Префект демонстративно вздохнул.
— Здесь, в России, вы утеряли метод допросов, локотенент, — он пристально посмотрел на Анушку выпуклыми глазами и добавил: — и жандармский нюх. А главное, забыли, что идет война и положение на фронтах оставляет желать лучшего.
Анушку сконфуженно пожал плечами, но промолчал. Он смотрел на своего начальника, на его грузную фигуру, круглую, как шар, седую голову с коротко подстриженными волосами и думал: «Хорошо тебе тут, в городе, за каменными стенами, с телохранителями, жаба пучеглазая. Тебя на мое место в эту дурацкую Крымку, тебе бы давно кишки выпустили, боров йоркширский».
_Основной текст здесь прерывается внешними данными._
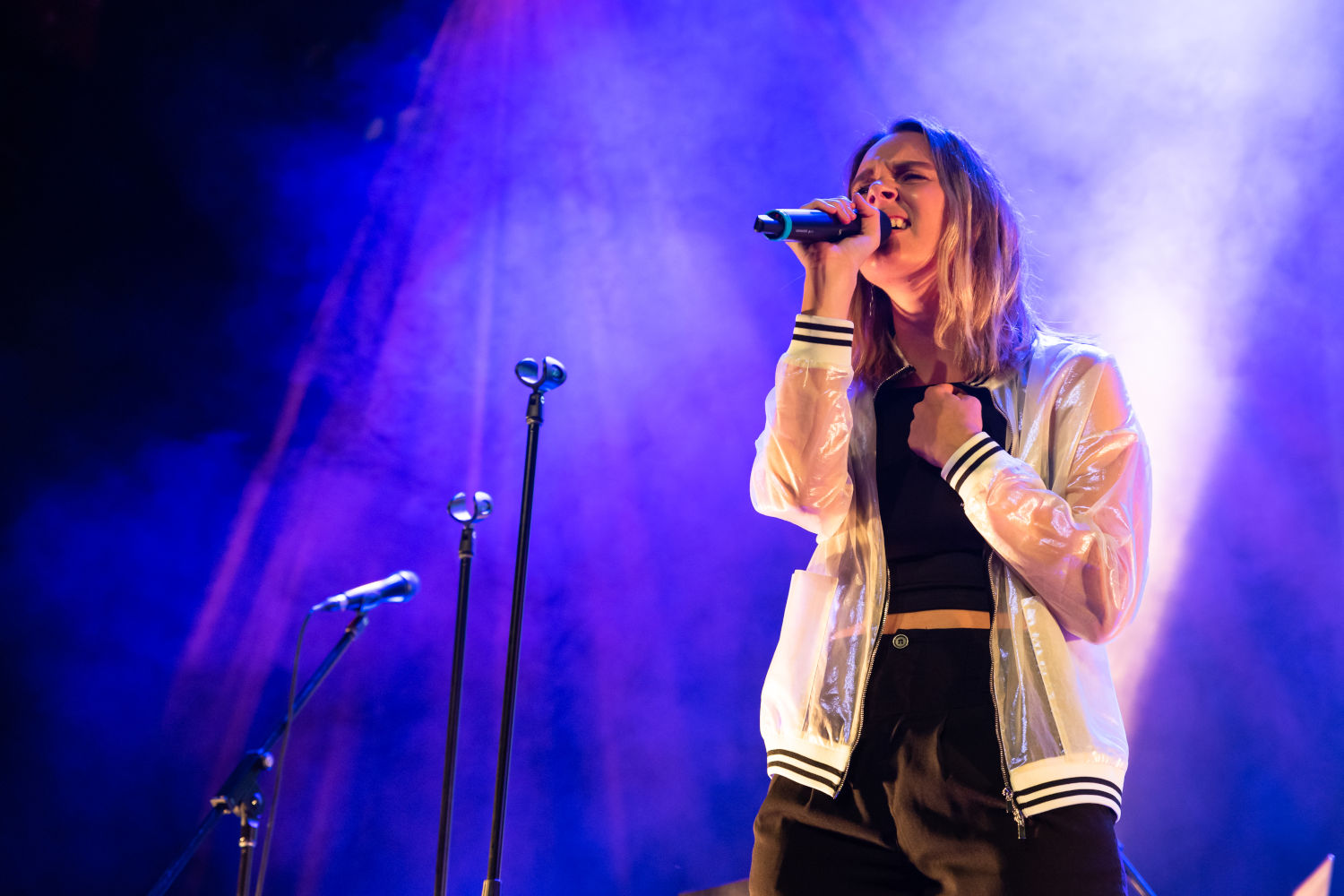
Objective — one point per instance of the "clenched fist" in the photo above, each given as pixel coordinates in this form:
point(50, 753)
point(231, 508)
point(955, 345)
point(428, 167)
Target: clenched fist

Щеки Анушку покрылись пунцовыми пятнами.
Префект встал из-за стола и вышел на середину кабинета.
— Что же вы намерены предпринять дальше?
— Жду ваших указаний, домнул субколонел.
— Я ставил вас на этот пост, локотенент, рассчитывая, что там, на месте, вам будет виднее, как управляться с этим народом. А вы у меня совета просите. — Префект вскипел: — Срам, срам на всю Транснистрию! С какими-то, как вы сами выражаетесь, сопливыми ребятишками, да еще деревенскими, не можете справиться. А еще мечтаете о победе над русскими!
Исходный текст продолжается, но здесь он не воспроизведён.